Using Machine Learning for Kids, participants will have the opportunity to add data and begin training your machine. In this activity, we recommend you include up to eight labels to train data under; an example would be Sci-Fi and Fantasy text (e.g. The laser whizzed vs the Dragon bellowed). From here, participants will get to add sample text under these labels before training the machine.
Once the model has been trained, participants will need to copy and paste the code stub into a text editor. Here they will modify it slightly to make it more effective before inputting new lines of text and watching as the model classifies them under your labels.
The whole activity can be adapted with different text classification options, and still works if you want to use a different number of labels, keep in mind that the more data or labels you input, the longer it will take for the machine to train.
Developed by Actua’s Network Member Science Venture.
To Do in Advance
- To carry out this activity, you will need to create some accounts so that you can access all the required resources. For this activity, none of the accounts you will be asked to register for come at a fee and are all free to use for the purposes of this lesson.
- You can follow the instructions which can be downloaded from here to set up your free Lite account on the IBM Cloud. Once you have completed this, you will have the API keys necessary to plug into MLK (Machine Learning for Kids).
- Set up five student accounts with different pairs of categories in each account. There is a button on the bottom of the student account management page where you can reset all student passwords to the same thing.
- Examples for labels that you can use in each account include;
- Sci-Fi vs.
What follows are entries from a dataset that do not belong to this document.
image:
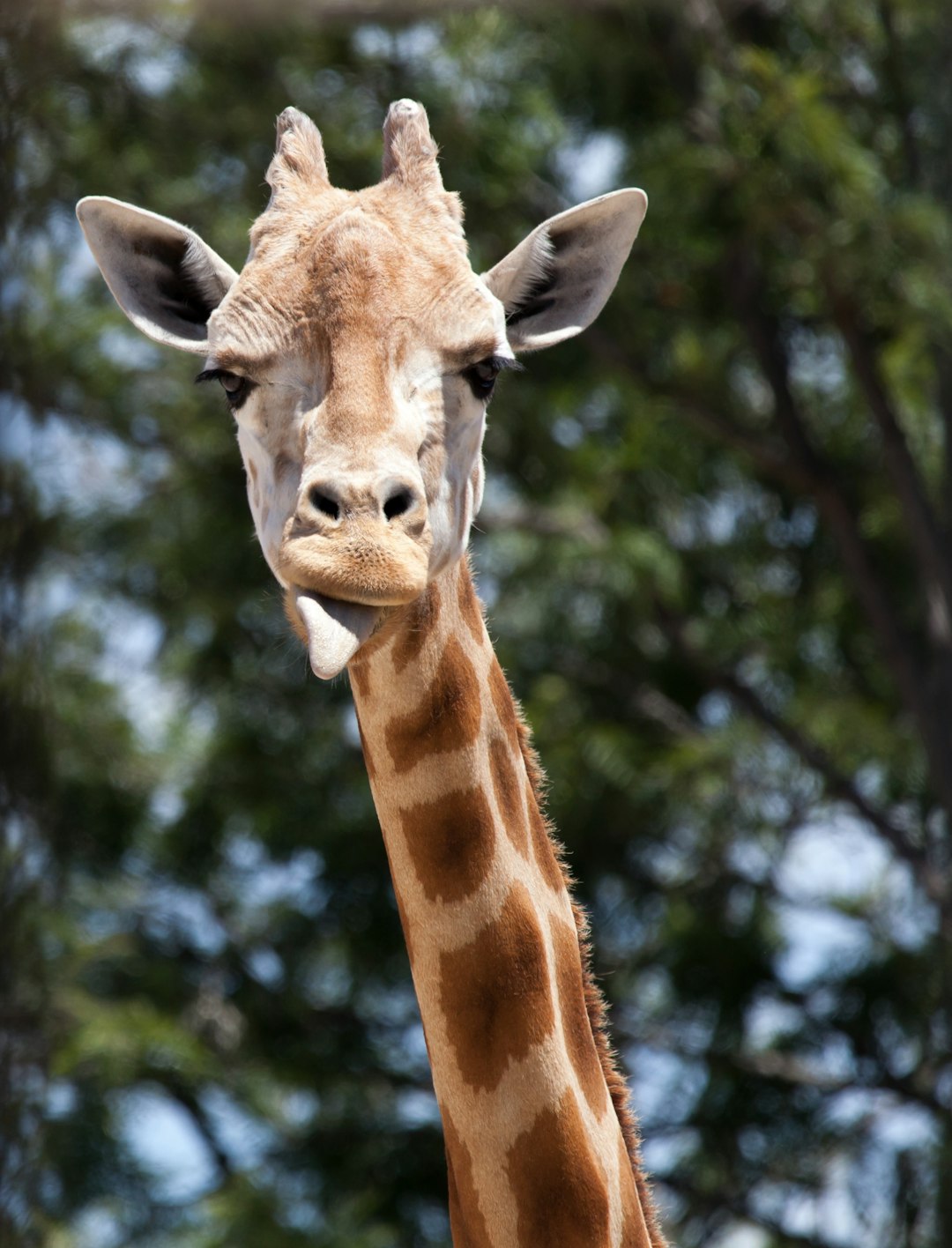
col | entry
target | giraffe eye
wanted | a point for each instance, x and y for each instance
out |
(236, 389)
(482, 377)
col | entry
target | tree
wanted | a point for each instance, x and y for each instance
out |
(715, 553)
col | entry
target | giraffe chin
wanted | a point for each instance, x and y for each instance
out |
(336, 630)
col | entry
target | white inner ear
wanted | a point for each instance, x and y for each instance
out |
(557, 281)
(527, 266)
(161, 273)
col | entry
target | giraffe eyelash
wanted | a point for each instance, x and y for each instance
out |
(234, 395)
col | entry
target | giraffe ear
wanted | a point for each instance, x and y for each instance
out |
(559, 278)
(164, 278)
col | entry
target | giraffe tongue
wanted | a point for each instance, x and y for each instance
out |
(335, 630)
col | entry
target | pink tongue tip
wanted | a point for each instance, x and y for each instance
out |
(335, 630)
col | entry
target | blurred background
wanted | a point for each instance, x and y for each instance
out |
(715, 553)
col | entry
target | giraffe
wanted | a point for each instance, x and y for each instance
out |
(358, 351)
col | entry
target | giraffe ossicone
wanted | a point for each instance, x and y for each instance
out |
(358, 350)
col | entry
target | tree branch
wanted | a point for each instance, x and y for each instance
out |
(924, 531)
(837, 784)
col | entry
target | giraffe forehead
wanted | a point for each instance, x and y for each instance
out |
(354, 270)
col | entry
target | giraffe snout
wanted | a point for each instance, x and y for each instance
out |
(330, 503)
(362, 539)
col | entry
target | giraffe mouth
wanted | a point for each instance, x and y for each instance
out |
(335, 630)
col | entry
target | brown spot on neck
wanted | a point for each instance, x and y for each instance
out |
(559, 1187)
(452, 842)
(467, 1223)
(508, 794)
(447, 719)
(495, 993)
Fantasy, Positive vs. Negative movie reviews, Greeting vs. Farewell, Chatspeak vs. Formal
Opening Hook: Understanding Meaning in Voice
- For this activity, we will begin by introducing the participants to how machines and artificial intelligence can “think.” When you search up “dog” on Google, you’ll get pictures of dogs, but if you search up “sad” on google, you might get a picture of a sad dog. So how do Google and other engines assign keywords to images, today we’ll do a quick activity to see if we can figure it out!
- Make sure you’ve either printed out or written out the five sets of four keywords, and have the five corresponding images ready to showcase to the class.
- We will begin by recapping the information given in step one to the participants, before explaining that once participants see the four words, they will have two minutes to sketch out what they think the photo is going to be.
- Once two minutes are up, give the group some time to share their sketches with each other and have some laughs.
- Following this, ask some of the participants why they chose they to draw what they did.
- Next, show the actual image to the class, once participants have had thirty seconds to think about it- begin a conversation on why they believe the words correspond to the image, and if they would have made a different choice then Google
- Repeat this process for any number of keywords and photos, it is encouraged to create your own setup of cards to suit your own group, but an example set can be found here.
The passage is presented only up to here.